I am a cheater of the worst kind.
I cheated at a children's race to benefit kids with cancer.
I'm sure there is a special place in purgatory reserved for people who do things like this, but at the time, I just did not care.
You see, I was forced into this ethical dilemma by my own children. They begged and pleaded for me to take them to the Autumn Fun Run so they could run in their first race and get a t-shirt and ribbon.
"Mom, I always win...I can totally handle a race."
My kids wanting to exercise? Begging to participate with about one thousand other children in something worthwhile? YES!
I tried to explain to the girls that they would be running a whole mile and that they might get pretty tired. Perhaps they should pace themselves. You know, a little running here, a little walking there, just to make sure they weren't exhausted halfway through the race.
Little girls have this thing against listening to and heeding the advice of their old mama. And apparently I have a thing against listening to my OWN advice because I kept telling myself this was a bad, bad idea for my 3-yr-old, but I did it, anyway.
So here we were, huddled up excitedly at the starting line. The energy in the air was contagious. I looked around at the competitors my girls were up against. Some of them didn't worry me in the least. One kid was much too busy picking weeds to even notice he was in a race...we could take him out easily enough. But then there were others scattered here and there, stretching and sporting wrist bands on their arms and sweat bands around their heads. They were doing lunges and jogging in place, shaking their hands out and breathing deeply, preparing for the challenge ahead.
These were the kids I was worried about.
The kids all mumbled the pledge of allegiance and seemed to be checking out the competition around them. The tension mounted as the whistle blower approached the stage.
"On your mark, get set, GO!"
And they, I mean we, were off. This was the kindergarten/preschool race, so parents were highly encouraged to run with their little darlings. The course was in a huge parking lot with cones that looped us around and around, back and forth in long lines until we'd completed one mile.
My older girls took off like little bullets. They weren't holding back at all, putting out 100% running capacity, which is never a good thing for little legs running a whole mile. Needless to say, they quickly got too far ahead for me to watch them in the crowd and I wished them well.
Now back to me and the 3-yr-old. She, too, took off full throttle when she heard the whistle. I held her hand to keep us together and we happily ambled along thru the field to the rest of the course. Toddlers and preschoolers all around me were laughing and giggling, awkwardly putting one little foot in front of the other as their parents encouraged and took sweet pictures to capture the memories.
That lasted for all of 75 feet or so.
Fast forward to about the 1/2 mile mark. The atmosphere around us had changed from exhilarated to exasperated. Crying and whining and laying down on the ground everywhere we looked. All the big kids had long since left us behind and it was just us parents and very unhappy small children struggling to complete the race. Did they care when we promised them a t-shirt and a ribbon? Heck, no. Did they cooperate when we bribed them with a big ice cream cone if they'd just keep going? No. You know it's bad when sugar doesn't tempt them.

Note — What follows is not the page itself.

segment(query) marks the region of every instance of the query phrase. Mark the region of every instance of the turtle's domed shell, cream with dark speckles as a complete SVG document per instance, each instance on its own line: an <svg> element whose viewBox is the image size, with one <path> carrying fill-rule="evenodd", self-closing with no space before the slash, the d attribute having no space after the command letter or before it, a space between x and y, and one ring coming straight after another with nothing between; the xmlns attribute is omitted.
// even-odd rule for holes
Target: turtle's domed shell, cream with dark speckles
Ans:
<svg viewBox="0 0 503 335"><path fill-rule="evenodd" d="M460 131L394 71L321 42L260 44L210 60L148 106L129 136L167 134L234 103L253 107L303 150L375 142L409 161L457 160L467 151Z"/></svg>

Kids were dropping like flies. It was like someone had put out poison gas and the children just couldn't take it anymore. The wailing, the fussing, the absolute refusal to walk another step was an epidemic.
Whose stupid idea was this, anyway?
After I had carried my 38-lb darling the next quarter of a mile, it suddenly occurred to me that this was self-imposed torture. No one was forcing me to finish this crazy course. In fact, the only rule I even heard was that kids must make it across the finish line on their own two feet.

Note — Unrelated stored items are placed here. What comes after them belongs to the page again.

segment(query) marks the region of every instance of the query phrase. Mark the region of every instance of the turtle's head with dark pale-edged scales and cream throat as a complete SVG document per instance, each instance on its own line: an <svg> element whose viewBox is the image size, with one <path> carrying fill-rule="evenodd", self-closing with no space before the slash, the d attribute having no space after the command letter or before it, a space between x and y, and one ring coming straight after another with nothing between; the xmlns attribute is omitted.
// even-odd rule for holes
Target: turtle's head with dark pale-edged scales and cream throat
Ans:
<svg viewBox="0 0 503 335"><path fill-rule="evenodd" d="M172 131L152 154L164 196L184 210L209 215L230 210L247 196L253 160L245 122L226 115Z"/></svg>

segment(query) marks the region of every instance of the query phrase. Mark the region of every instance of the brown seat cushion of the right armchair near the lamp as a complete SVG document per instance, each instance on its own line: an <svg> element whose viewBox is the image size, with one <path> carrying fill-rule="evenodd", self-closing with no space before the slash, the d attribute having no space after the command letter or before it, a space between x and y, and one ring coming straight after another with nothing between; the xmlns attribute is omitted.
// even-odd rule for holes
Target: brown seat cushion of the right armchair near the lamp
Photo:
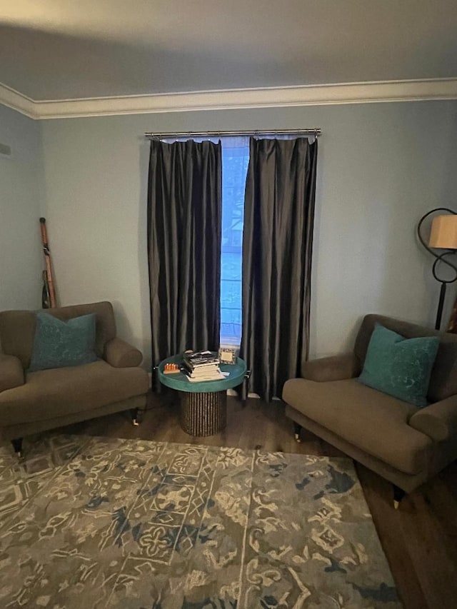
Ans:
<svg viewBox="0 0 457 609"><path fill-rule="evenodd" d="M292 378L283 400L362 451L404 473L426 468L431 439L408 426L417 408L355 378L318 383Z"/></svg>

I considered my options. Arms aching, I gazed out at the long stretch ahead of us where we would turn around and double back to the finish line. It was a LONG way. My child was totally finished, wouldn't even walk at this point.
And so, I sucommed to temptation. I am not proud of my moral failure, but here it is.
I made my way thru the line of cones and brazenly crossed the field to the final stretch of the race. I held my head high and pretended what I was doing was perfectly acceptable as I hoisted the heavy child onto my other hip.
Kids with cancer wouldn't judge us, I thought...they wouldn't care if we cheated just a little, right?
And so, I stepped back over the line of cones and found a spot in the crowd, mere meters from the finish line. People all around us were red-faced with exertion, kids were looking kinda pitiful after running full speed in the afternoon heat. The official time clock was ticking away, announcing to each participant their run time as they crossed the finish line.
I swallowed my guilt and gave my child a final pep talk. She rather reluctantly agreed to walk the last few feet, and then out of nowhere, she displayed a burst of energy I wouldn't have thought possible and sprinted to the beautiful finish line. She was so proud of herself.
I didn't have the heart to tell her that she, just like her shameful mama, was a big, fat cheater.
I could feel the glares of other runners as we collected our t-shirt and ribbon. Hey, it was all for a good cause, right?
Okay, okay, so just don't invite us to your kid's birthday party if you plan to play games or have races.